ANALYSIS: 2018 MARKS THE RISE OF THE LAB-GROWN DIAMOND
In his latest article, diamond trade analyst Paul Zimnisky discusses the ways in which 2018 has marked the “progression of lab-created diamond production, distribution and pricing dynamics”. Here are some its highlights.
De Beers Crosses the Lines, Others Follow
First of all, in May of this year, giant diamond miner De beers “crossed the lines” and announced the establishment of Lightbox – a subsidiary dedicated to making lab-created diamond jewelry. Lightbox jewelry became available in September, and De Beers’ prices immediately put the whole industry on alert: While 1-carat generic lab-created diamond was selling for around $3,700, De Beers offered a 1-carat solitaire pendant for $800.
According to Zimnisky, all of Lightbox 1-carat solitaire pieces sold out within the first week. As of early November, out of 43 Lightbox items offered, five were still sold out. There was only one 1-carat solitaire item available. Lightbox’s facility in the US is expected to produce more than 500,000 rough carats annually starting early next decade, yielding about 200,000 polished carats a year. Lightbox is estimated to be about a $175 million business for De Beers and parent-Anglo American.
In late October, another notable player entered the lab-grown stone scene: Jewelry manufacturer Richline announced that new lab-diamond line “Grown with Love” would be available this holiday season through Macy’s and JCPenney – “the first wide distribution of lab-created diamonds through a brick and mortar retailer”. Unimpressed by De Beers’ prices, JCPenney is selling a 1-carat “Grown with Love” solitaire ring for $3,750 and a 1.5-carat for $6,500.
According to Zimnisky, new players have recently entered the lab-created diamond jewelry and most are targeting bridal products and diamond sizes greater than 1-carat.
Production Upgrades and Prices
Zimnisky claims that lab-grown producers in the West must brace themselves for swift competition from Asia, especially China.
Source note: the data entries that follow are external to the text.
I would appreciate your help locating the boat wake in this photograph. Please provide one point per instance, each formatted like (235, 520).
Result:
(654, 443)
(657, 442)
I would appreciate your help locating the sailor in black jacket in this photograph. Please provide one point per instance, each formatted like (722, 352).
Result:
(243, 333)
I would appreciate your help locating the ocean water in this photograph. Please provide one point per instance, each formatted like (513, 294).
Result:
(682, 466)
Already, Chinese companies are upgrading equipment “allowing them to produce larger, higher-quality synthetic diamond, fit for use as jewelry”. They are improving their high-pressure high-temperature (HPHT) methods in order to sustain longer cycles to grow larger, better-quality diamonds. These can produce rough stones of up to 2.5 carats. The chemical vapor deposition (CVD) method of production used in the West can produce rough that is well over 5-carats in size.
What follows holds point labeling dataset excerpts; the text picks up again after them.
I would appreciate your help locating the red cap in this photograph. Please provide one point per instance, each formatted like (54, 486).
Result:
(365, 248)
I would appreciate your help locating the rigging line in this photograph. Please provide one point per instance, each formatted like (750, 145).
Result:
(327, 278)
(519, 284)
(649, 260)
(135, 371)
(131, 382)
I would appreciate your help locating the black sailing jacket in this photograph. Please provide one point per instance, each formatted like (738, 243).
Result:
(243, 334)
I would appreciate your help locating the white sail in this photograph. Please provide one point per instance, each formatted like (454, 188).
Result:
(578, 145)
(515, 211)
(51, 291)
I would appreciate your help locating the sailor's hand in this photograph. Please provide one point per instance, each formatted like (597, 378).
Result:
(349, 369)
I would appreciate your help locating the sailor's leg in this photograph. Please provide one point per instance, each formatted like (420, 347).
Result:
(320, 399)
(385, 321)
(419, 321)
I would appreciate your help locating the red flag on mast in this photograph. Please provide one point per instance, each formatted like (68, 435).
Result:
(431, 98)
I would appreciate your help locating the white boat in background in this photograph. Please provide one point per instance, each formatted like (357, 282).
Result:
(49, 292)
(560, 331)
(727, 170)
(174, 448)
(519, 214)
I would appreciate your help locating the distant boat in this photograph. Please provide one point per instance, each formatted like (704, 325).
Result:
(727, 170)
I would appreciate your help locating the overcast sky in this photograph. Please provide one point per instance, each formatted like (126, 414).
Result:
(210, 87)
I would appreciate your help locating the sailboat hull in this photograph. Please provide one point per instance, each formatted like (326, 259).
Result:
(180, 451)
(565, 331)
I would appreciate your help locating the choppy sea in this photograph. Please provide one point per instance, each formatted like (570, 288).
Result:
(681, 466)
Finally, in 2018 alone, the price differential of generic 1-carat synthetics has fallen by almost 50% relative to the price a comparable natural diamond. However, Zimnisky claims, an important question still remains: “How many consumers will be willing to pay thousands of dollars today for a diamond that is theoretically unbound in supply and possibly holds no resale value?”